There is no question in any of my coworkers minds that I am a lover of Jesus. I know for some of them to put me in the Christian category takes work, and I'm not sure they can even do it. Honestly when the word Christian comes up everything about me changes, a 50 ton rock lands in my gut, my skin twitches, and my shoulders sag.
A few times we've had straight up belief conversations. Those usually start with "aliens or no aliens," the conversation evolves into "creation or evolution," with some ideas that actually we came from mythological creatures thrown in. Belief talks are fun talks not talks of the heart. Talks of the heart is my reaction to daily life that makes them wonder what's different about me. Things I never even remember sharing with them will come back up weeks later in question format, "you do this, right?" a test to make sure I wasn't just spouting off some hogwash like those who pray a bit too loudly.
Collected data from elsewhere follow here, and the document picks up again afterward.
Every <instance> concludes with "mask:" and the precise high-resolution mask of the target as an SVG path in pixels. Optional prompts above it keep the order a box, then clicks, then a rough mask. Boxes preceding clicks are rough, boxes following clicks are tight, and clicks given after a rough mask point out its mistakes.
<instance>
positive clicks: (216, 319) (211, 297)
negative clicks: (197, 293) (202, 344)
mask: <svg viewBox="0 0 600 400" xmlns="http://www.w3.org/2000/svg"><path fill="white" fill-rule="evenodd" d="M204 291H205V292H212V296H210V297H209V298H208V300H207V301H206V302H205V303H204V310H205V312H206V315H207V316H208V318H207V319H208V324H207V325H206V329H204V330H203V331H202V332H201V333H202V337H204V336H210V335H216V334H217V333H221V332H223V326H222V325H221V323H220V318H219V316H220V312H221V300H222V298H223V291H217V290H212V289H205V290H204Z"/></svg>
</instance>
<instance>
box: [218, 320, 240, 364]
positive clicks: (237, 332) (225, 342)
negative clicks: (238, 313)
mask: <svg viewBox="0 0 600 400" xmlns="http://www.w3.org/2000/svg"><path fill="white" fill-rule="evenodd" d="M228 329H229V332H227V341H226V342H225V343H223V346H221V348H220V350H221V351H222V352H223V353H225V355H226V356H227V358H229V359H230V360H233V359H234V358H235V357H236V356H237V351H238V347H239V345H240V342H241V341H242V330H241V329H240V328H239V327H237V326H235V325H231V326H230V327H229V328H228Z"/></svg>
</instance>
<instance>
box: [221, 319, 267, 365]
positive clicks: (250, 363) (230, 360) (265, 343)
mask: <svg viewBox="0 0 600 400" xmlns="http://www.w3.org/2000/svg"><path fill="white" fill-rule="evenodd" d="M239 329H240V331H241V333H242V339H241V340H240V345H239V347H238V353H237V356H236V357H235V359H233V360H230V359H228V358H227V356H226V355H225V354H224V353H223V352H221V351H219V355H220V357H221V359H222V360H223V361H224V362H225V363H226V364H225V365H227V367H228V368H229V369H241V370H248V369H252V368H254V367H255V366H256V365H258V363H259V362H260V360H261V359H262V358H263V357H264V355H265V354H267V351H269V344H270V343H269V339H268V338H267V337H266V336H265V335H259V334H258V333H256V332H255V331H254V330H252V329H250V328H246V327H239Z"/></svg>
Today was a big step in our relationships. It all started with an awful night. The restaurant was full, maybe three tables were empty in the whole place. I was serving 11 tables at once. Turns out quite a few tables stiffed me. Just after the rush my shift manager decided that he wanted to leave no later then 15 minutes after close and insisted that I begin my closing chores rather then doing the normal dining room clean up. Please note close was 2 1/2 hours away. Then he began asking me every five minutes what I had left to do, for two hours he did this. Needless to say, much to my shame, the closer we got to close the more my attitude stank. In short I was a butt. I was still fuming at 1 in the morning. But as I dressed for work this morning I decided I had to do the right thing and apologize. So I did. At the hut word spreads like a wild fire, so those who didn't work knew and some even asked me about it. With those who asked details I emphasized that it didn't matter if I was justified in my anger I was still a butt. I was wrong.
I am no better then those Christians that leave tracks, but don't bother to ask how your day is going. I am no better then those who make sure at least half the restaurant know they are about to pray and then leave an awful tip. The good Lord knows I've done both. I am just as sinful as they are, but I live life honestly. My love is flawed, but my love is honest. Isn't that what Jesus wants? Honest love.
Before you pat me on the shoulder with sad eyes nodding your head at how horrible it is that other Christians do this, please, I beg you, think about the last time you were leaving a tip at a restaurant, the hairdressers, any interaction with a stranger, whatever, what did you do to show love? I can be blunt and ask this hard question because I have been that Christian before. My aha moment happened as I walked the streets of Budapest. A crippled homeless man sat on the corner with a cup reaching out for charity. I walked past. Stopped. Turned around put a track in his cup told him to have a good day and carried on. Instantly I was guilty. I did the deed but had no love, turning life changing words into proof that Jesus wasn't worth his time. That has forever changed me.
"I like your Christ, I do not like your Christians. Your Christians are so unlike you Christ."
~ Mahatma Gandhi
If I speak with the tongues of man and of angels, but do not have love, I have become a noisy gong or clanging cymbal.